This is certainly a fair point.
However, my concern here is that the configure/build system is an
entire sub-system in itself -- it's rather large and complex, which
means that it can have plenty of bugs in itself. For example, the
current configure/build system is approximately 20,000+ lines of code.
The thought of creating and maintaining two sub-systems of this size
that perform roughly the same functionality is daunting, to say the
least.
On Nov 22, 2004, at 12:04 PM, Bussoletti, John E wrote:
> Jeff,
>
> It seems you have two problems that your trying to address with a
> single
> solution.
>
> On the one hand, for the development process, you want fast builds. On
> the other hand you want universal ability to build LAM on a wide
> variety
> of systems.
>
> Why insist on a single answer to two problems? It seems to me that you
> could use cmake etc internally and, prior to a release, revert back to
> the more-widely available toolset automake, autoconf etc.
>
> John Bussoletti
>
>
> -----Original Message-----
> From: Jeff Squyres [mailto:jsquyres_at_[hidden]]
> Sent: Sunday, November 21, 2004 6:30 AM
> To: General LAM/MPI mailing list
> Subject: Re: LAM: Poll for LAM users
>
>
> A few people have rightfully pointed out to me in off-list e-mails two
> main themes that I should be more clear about:
>
> 1. I am NOT trying to bash libtool.
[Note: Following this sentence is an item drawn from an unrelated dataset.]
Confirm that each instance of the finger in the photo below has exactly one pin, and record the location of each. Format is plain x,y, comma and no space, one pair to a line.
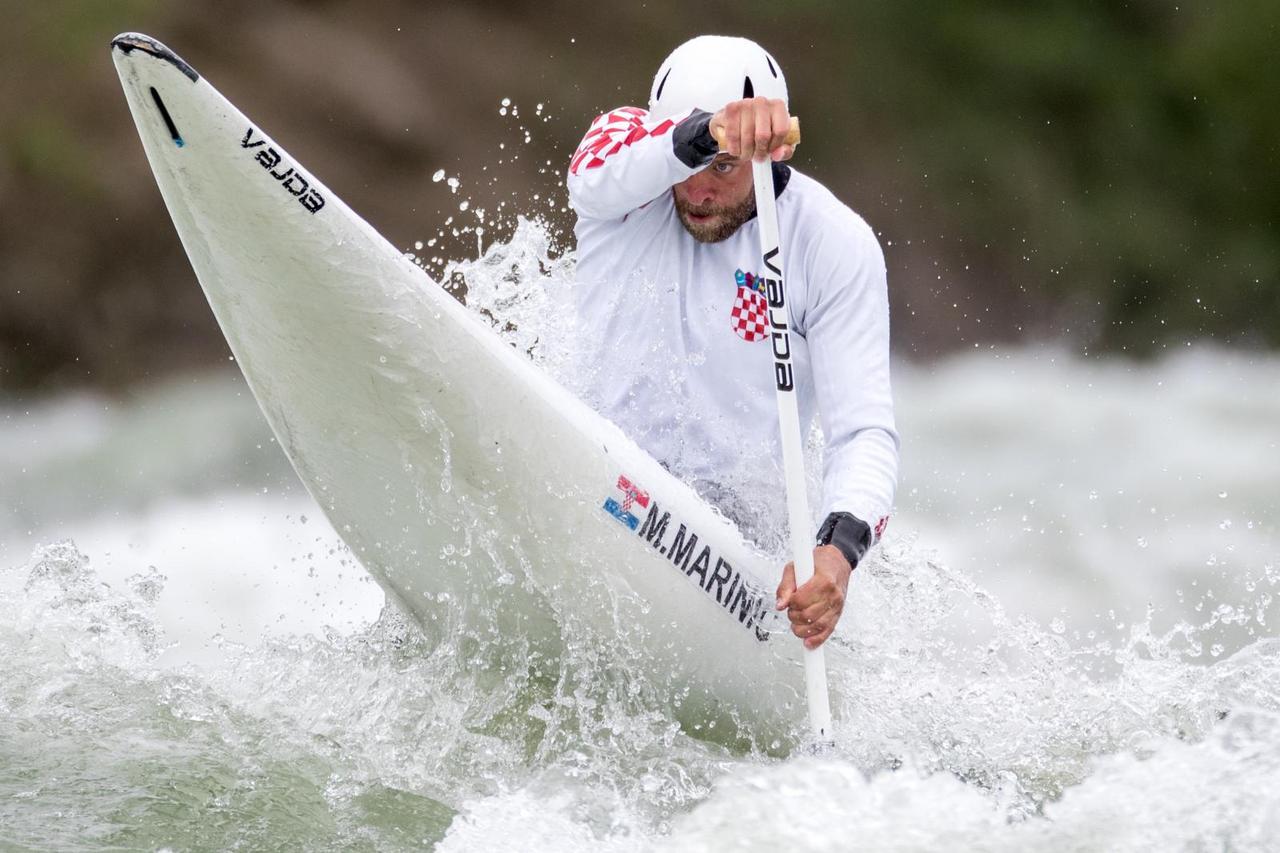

I"m actually quite a strong
> proponent of AC/AM/LT (indeed, I just donated code to LT about the
> Portland compilers the other day). More importantly, Libtool is NOT
> the only bottleneck in our build process -- it's just an easy one to
> talk about. The post that I replied to specifically referred to the
> build time, so the libtool bottleneck was an easy thing to reply about.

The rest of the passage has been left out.